The ensuing attempts at fun are colored by some strange visual tics that never quite settle. As the teens hide out in the family pool — hilariously, not because Ben has any real reaction to water, but because he cannot swim — they concoct various plans to get a hold of their cellphones and call for help, all of which go awry. But as they try to escape their dire circumstances, the movie loses its sense of geography and directionality. This occasionally leads to zany surprises, since Ben could be waiting around any corner, but it also obfuscates the thrills and stakes of its contained environment.
What’s more, Ben’s methodology when he gets a hold of his victims is also wildly uncomfortable. The way the ape mounts and pins his victims, and inserts his fingers in their mouths (not to mention, the intimacy with which all this is filmed) is reminiscent not of fights or animal attacks, but of distinctly human sexual assault scenes. Primate is, for the most part, an off-the-wall splatter movie filled with blood and bone, but it also introduces the specter of realistic sexual assault at random intervals, which really undercuts the enjoyment.
Primate has some promising ideas, some of which land, others of which do not.
There are distinct flourishes to be found, courtesy of the movie’s unique soundscape, but these are largely promises of a more interesting movie that wasn’t actually made.

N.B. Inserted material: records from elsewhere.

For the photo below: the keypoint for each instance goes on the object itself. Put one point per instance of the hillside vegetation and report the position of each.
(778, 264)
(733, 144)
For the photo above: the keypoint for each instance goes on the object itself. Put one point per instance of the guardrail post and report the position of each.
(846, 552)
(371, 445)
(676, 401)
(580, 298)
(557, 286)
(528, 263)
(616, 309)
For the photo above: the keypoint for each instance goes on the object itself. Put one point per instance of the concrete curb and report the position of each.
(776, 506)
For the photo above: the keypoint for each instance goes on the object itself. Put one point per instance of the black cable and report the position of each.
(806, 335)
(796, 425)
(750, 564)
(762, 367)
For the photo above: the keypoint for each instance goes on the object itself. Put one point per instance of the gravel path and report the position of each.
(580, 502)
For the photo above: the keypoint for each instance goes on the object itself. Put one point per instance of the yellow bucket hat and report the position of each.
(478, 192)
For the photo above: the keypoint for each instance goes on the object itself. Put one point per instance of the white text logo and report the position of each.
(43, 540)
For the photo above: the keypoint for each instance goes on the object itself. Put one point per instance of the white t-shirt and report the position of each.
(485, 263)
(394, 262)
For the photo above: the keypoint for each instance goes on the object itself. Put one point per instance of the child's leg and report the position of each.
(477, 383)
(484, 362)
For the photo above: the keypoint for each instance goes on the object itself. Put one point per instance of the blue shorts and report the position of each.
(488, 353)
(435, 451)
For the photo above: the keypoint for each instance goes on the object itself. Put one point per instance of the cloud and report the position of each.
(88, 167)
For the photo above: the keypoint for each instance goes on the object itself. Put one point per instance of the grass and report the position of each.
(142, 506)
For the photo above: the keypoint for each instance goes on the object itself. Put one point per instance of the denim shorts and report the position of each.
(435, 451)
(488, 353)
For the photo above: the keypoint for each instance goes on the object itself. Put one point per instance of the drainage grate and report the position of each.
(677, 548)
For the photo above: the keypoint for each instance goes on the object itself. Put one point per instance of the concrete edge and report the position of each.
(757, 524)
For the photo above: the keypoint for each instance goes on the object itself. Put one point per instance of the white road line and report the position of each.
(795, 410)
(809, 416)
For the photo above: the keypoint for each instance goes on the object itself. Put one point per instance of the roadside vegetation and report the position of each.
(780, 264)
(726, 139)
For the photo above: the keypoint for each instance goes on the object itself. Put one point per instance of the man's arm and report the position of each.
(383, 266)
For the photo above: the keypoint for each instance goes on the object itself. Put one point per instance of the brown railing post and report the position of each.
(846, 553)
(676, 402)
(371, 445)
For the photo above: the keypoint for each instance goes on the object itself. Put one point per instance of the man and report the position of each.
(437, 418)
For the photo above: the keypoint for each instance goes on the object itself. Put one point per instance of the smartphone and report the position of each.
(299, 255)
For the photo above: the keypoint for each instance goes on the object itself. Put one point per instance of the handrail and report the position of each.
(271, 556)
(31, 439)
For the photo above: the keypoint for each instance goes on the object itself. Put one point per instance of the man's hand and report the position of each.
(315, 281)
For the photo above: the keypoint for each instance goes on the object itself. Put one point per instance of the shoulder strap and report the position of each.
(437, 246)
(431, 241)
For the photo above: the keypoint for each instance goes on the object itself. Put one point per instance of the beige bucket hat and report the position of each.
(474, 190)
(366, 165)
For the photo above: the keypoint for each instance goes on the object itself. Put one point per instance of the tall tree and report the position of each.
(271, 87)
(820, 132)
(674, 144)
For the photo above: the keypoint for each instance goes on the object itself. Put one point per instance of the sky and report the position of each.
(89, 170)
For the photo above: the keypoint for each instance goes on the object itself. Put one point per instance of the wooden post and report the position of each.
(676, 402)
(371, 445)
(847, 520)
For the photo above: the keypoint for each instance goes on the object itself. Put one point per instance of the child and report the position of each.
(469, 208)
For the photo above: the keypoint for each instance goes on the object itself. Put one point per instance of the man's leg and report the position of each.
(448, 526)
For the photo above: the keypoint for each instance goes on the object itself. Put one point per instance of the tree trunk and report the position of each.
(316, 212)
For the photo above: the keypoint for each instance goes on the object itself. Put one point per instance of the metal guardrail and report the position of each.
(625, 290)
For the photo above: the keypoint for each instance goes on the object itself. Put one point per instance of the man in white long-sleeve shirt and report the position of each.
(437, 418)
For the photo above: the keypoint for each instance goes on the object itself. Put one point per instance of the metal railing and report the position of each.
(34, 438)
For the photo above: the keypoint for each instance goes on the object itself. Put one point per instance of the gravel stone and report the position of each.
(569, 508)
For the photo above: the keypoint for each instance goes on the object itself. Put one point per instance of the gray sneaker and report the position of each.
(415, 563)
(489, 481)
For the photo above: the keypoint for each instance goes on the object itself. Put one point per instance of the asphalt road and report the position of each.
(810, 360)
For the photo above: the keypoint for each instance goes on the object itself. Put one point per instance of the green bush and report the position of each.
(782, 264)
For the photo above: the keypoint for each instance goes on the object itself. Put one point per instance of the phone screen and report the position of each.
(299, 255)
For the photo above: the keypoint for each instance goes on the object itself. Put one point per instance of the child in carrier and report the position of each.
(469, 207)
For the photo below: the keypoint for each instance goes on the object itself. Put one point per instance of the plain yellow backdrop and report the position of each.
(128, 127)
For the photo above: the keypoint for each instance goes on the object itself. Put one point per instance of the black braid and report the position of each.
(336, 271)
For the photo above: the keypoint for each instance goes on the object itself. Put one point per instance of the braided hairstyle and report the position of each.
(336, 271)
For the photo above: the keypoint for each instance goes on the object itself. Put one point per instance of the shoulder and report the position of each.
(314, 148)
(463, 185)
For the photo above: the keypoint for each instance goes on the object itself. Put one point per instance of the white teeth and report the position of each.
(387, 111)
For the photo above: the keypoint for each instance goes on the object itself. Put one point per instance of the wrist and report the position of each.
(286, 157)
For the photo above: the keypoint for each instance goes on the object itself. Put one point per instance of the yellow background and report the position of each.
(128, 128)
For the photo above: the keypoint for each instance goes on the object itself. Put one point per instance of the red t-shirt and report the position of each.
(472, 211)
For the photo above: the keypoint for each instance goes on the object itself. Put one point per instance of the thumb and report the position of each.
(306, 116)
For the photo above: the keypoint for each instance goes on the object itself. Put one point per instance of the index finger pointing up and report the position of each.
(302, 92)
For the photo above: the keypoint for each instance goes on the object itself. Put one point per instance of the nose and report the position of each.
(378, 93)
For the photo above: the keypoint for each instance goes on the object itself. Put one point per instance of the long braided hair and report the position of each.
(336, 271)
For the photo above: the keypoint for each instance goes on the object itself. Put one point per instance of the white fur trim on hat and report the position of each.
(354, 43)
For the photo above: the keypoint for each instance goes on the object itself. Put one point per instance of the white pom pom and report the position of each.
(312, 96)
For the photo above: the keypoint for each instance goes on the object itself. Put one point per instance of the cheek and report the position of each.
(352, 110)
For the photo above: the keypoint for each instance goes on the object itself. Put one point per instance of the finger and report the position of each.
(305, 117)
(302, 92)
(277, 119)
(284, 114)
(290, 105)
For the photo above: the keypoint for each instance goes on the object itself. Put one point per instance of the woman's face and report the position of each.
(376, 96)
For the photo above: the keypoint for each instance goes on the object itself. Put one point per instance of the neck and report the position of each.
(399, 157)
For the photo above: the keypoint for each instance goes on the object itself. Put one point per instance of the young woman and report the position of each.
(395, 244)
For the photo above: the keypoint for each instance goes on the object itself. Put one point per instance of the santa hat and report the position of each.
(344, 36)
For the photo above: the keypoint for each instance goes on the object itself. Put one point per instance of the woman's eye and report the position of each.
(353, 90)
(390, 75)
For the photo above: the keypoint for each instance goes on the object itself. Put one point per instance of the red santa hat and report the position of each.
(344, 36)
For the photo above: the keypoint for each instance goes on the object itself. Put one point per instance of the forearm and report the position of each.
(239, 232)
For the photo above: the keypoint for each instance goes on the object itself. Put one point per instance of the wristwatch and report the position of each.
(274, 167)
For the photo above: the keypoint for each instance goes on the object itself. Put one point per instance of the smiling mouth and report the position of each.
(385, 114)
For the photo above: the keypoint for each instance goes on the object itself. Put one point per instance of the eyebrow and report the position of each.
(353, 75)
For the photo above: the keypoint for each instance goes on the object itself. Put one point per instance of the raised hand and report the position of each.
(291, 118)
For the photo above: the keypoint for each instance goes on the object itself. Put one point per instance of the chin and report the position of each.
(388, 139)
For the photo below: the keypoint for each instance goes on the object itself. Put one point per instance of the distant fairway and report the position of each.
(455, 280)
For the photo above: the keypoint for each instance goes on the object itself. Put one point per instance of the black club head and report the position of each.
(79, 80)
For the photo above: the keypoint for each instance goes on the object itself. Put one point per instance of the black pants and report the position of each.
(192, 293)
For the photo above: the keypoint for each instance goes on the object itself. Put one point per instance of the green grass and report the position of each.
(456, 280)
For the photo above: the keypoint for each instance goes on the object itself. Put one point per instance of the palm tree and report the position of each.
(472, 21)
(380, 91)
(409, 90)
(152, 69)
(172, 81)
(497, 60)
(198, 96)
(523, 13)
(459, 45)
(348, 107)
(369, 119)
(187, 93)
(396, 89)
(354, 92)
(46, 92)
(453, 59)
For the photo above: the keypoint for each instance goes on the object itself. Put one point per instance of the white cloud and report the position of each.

Kotsur, who won an Academy Award for his role in CODA, has a brief but congenial presence as a father caught between work and family, and each time he cheekily convinces Lucy to get closer to a boy, Primate approaches something resembling human warmth. That some scenes unfold in American Sign Language also separates the film from others of its ilk, and the fleeting moments of silence told from Adam’s point of view make for a uniquely engaging horror experience. But ultimately, not enough advantage is taken of this switch from sound to silence. The film’s acoustic quality isn’t so much “innovative” or “enrapturing” as it is reverential — and perhaps overly referential — thanks to a score that, bizarrely, takes on the (un)holy qualities of Jack Nitzsche’s music for The Exorcist, but without the prestigious sheen.
The visual compositions similarly riff on other classics (there’s a distinct shout out to The Shining, for instance), but none of these allusions ever enhance the story at hand, beyond signaling the film’s own shortcomings. At the end of the day, Primate is a horror romp filled with some fun ideas thrown at the wall — many of which stick — and some other heavily dramatic ones that severely misfire. In other words: It’s January, so you could do a whole lot worse.